Mainz is one of the oldest and most traditional Jewish communities in Europe. In the Middle Ages, the city was a centre for Jewish teachings and religion. The central synagogue designed by the Stuttgart architect Willy Graf and built in 1912, located at the crossroads between Hindenburgstrasse and Josef Strasse, was looted and set alight during the pogrom night of 9th to 10th November 1938.
In the meantime, the Jewish community of Mainz rose once more to about 1000 members, especially due to the influx from Eastern European countries. Since the Jewish community’s premises had become too small, it set itself the goal to build a new community centre at the location of the previous central synagogue in Hindenburgstrasse. The blueprints for this originated from the Cologne architect Manuel Herz. The city of Mainz actively supported this project.

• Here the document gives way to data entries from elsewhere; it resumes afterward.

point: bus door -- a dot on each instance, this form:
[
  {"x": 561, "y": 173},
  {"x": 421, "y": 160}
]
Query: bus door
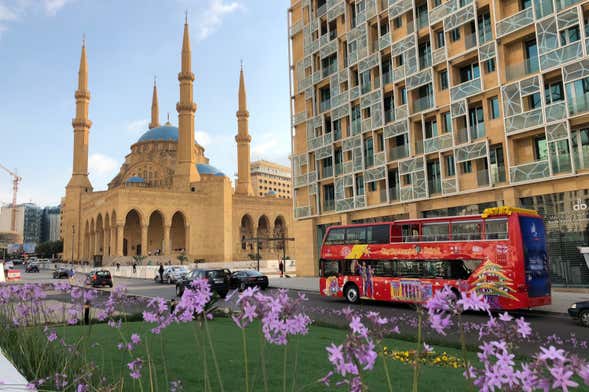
[{"x": 535, "y": 256}]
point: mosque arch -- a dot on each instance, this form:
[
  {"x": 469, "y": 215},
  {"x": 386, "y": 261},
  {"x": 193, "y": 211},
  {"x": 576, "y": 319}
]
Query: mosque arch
[
  {"x": 132, "y": 234},
  {"x": 155, "y": 233},
  {"x": 178, "y": 232},
  {"x": 263, "y": 230},
  {"x": 246, "y": 230}
]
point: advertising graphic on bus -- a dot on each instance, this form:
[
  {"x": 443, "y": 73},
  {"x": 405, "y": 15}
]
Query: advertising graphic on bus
[{"x": 500, "y": 254}]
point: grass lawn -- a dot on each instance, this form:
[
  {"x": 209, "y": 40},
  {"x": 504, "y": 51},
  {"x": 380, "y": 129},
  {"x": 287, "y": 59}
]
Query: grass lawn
[{"x": 177, "y": 354}]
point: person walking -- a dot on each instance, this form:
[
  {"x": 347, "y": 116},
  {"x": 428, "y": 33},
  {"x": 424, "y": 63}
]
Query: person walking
[{"x": 161, "y": 270}]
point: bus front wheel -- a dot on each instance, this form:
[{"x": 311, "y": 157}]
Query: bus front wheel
[{"x": 352, "y": 293}]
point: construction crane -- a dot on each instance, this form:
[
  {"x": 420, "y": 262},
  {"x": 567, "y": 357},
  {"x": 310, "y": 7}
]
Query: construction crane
[{"x": 15, "y": 180}]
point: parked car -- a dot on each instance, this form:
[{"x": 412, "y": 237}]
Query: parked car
[
  {"x": 100, "y": 277},
  {"x": 248, "y": 278},
  {"x": 580, "y": 311},
  {"x": 173, "y": 274},
  {"x": 60, "y": 273},
  {"x": 219, "y": 280}
]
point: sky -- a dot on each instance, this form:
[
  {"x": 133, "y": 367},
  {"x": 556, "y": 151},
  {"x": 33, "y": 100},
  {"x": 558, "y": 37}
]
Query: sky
[{"x": 128, "y": 42}]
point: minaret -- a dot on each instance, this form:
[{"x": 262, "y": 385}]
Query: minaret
[
  {"x": 243, "y": 139},
  {"x": 81, "y": 124},
  {"x": 155, "y": 111},
  {"x": 186, "y": 172}
]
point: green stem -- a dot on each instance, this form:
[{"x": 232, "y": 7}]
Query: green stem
[
  {"x": 243, "y": 339},
  {"x": 386, "y": 372},
  {"x": 415, "y": 386},
  {"x": 214, "y": 355}
]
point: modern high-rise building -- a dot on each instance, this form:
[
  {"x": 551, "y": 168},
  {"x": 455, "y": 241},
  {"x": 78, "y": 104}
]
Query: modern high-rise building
[
  {"x": 271, "y": 179},
  {"x": 440, "y": 107}
]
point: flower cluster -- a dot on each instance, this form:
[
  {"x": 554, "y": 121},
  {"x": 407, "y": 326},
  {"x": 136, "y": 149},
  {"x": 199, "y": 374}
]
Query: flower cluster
[{"x": 279, "y": 314}]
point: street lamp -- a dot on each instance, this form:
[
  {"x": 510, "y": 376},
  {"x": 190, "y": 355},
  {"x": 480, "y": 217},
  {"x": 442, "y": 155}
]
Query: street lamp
[{"x": 73, "y": 234}]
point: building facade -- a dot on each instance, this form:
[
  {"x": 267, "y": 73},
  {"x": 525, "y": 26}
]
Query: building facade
[
  {"x": 441, "y": 107},
  {"x": 272, "y": 179},
  {"x": 167, "y": 200},
  {"x": 51, "y": 224}
]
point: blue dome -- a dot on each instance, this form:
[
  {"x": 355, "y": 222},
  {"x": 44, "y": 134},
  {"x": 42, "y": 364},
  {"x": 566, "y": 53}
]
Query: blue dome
[
  {"x": 135, "y": 180},
  {"x": 165, "y": 132},
  {"x": 203, "y": 168}
]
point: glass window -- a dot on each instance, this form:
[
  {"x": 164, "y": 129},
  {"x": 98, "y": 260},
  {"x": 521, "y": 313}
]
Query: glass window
[
  {"x": 379, "y": 234},
  {"x": 443, "y": 80},
  {"x": 494, "y": 107},
  {"x": 336, "y": 236},
  {"x": 496, "y": 229},
  {"x": 356, "y": 235},
  {"x": 450, "y": 169},
  {"x": 435, "y": 231},
  {"x": 466, "y": 231}
]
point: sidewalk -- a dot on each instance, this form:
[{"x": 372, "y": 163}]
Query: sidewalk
[{"x": 561, "y": 300}]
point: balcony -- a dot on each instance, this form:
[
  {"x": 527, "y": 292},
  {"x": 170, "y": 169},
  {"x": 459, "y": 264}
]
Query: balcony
[
  {"x": 530, "y": 171},
  {"x": 483, "y": 177},
  {"x": 329, "y": 205},
  {"x": 515, "y": 22},
  {"x": 579, "y": 104},
  {"x": 423, "y": 103},
  {"x": 398, "y": 152},
  {"x": 522, "y": 69},
  {"x": 434, "y": 186}
]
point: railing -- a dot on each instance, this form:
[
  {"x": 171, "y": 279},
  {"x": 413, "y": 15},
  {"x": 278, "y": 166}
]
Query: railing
[
  {"x": 483, "y": 177},
  {"x": 434, "y": 186},
  {"x": 515, "y": 22},
  {"x": 398, "y": 152},
  {"x": 423, "y": 103},
  {"x": 579, "y": 104},
  {"x": 393, "y": 193},
  {"x": 521, "y": 69}
]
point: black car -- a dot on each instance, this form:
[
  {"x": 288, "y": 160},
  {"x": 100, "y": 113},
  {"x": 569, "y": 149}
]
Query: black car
[
  {"x": 61, "y": 273},
  {"x": 219, "y": 280},
  {"x": 248, "y": 278},
  {"x": 580, "y": 311},
  {"x": 100, "y": 278}
]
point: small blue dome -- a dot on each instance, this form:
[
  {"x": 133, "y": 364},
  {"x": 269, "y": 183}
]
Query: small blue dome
[
  {"x": 135, "y": 180},
  {"x": 203, "y": 168},
  {"x": 165, "y": 132}
]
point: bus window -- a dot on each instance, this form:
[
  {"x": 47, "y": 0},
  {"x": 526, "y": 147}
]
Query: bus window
[
  {"x": 466, "y": 230},
  {"x": 356, "y": 235},
  {"x": 379, "y": 234},
  {"x": 329, "y": 268},
  {"x": 496, "y": 229},
  {"x": 435, "y": 231},
  {"x": 410, "y": 233},
  {"x": 336, "y": 236}
]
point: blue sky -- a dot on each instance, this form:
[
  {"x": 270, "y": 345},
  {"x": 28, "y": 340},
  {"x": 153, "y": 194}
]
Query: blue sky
[{"x": 128, "y": 42}]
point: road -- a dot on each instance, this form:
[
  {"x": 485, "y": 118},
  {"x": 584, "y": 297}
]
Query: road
[{"x": 328, "y": 310}]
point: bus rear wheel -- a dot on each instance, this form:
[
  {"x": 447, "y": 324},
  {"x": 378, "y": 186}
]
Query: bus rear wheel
[{"x": 352, "y": 293}]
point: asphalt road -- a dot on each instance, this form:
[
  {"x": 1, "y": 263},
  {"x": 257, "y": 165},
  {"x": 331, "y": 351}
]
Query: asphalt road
[{"x": 548, "y": 327}]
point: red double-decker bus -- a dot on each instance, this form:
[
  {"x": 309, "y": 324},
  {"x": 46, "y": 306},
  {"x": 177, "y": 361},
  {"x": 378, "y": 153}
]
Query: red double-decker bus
[{"x": 500, "y": 254}]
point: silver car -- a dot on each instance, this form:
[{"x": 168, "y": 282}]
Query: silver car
[{"x": 174, "y": 274}]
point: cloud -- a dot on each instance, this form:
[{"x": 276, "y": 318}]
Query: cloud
[
  {"x": 212, "y": 18},
  {"x": 203, "y": 138},
  {"x": 137, "y": 126},
  {"x": 101, "y": 165}
]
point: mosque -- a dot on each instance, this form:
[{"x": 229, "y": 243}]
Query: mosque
[{"x": 167, "y": 199}]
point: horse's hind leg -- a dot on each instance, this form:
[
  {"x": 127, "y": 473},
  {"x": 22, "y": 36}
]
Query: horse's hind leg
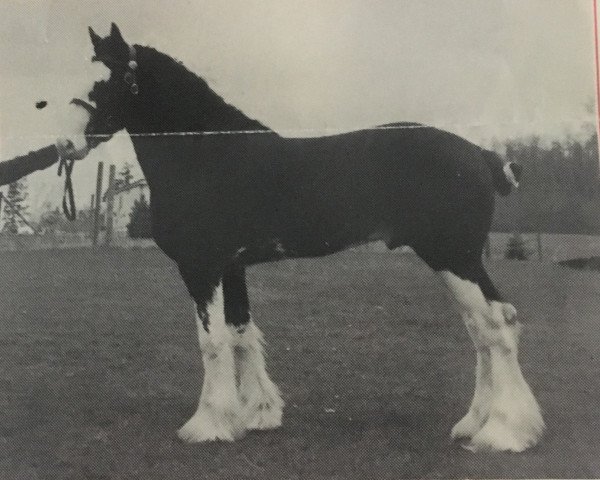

“Kedushah” is the Hebrew word for a sanctification blessing, whose five letters give the new Mainz synagogue its shape and structure. Its architecture, with its autonomous design language and its façade surfaces covered by green glazed ceramic profiles, turns its back on usual building structures and materials. Manuel Herz bridges the gap from the Middle Ages to the present day without making direct references to persecutions, pogroms, or the holocaust. Rather, his architectural work is based upon traditional texts from the Torah.
Throughout the forecourt, upright fragments of the portico from the previous building form an additional link between the destroyed central synagogue from 1912 and the current synagogue.
Inauguration of the New Synagogue of Mainz in 2010
The official opening ceremony took place on Friday 3rd September 2010. The chairpersons of the Jewish community invited Stella Schindler-Siegreich, minister president Kurt Beck, and mayor Jens Beutel to the event.
Numerous invited guests from home and abroad, former Mainz Jews, contemporary witnesses, and members of the community took part in the ceremony, Federal President Christian Wulff and the ambassador of the State of Israel, Yoram Ben Ze’ev, amongst them. On the open house day in September 2010, hundreds of interested Mainz citizens visited the new place of worship. The opening ceremony began with the mounting of the Mezuzah on the synagogue’s main entrance by Rabbi Julian-Chaim Soussan, followed by him bringing the Torah scrolls into the prayer room.
After Stella Schindler-Siegreich’s welcome, Federal President Wulff, minister president Beck, mayor Beutel, the chairpersons of the Central Council of Jews in Germany, Charlotte Knobloch, as well as Fritz Weinschenk, a Jew born in Mainz in 1920 who travelled from New York, all spoke. 98 years after the inauguration of the Mainz central synagogue on 3rd September 1912 and around 70 years after its destruction at the hands of the Nazis, the state capital of Rhineland-Palatinate has become a visible sign of a new living Judaism once again. The postal address of the new Jewish community centre, located in a place steeped in history, was renamed “Synagogenplatz” from Hindenburgstrasse.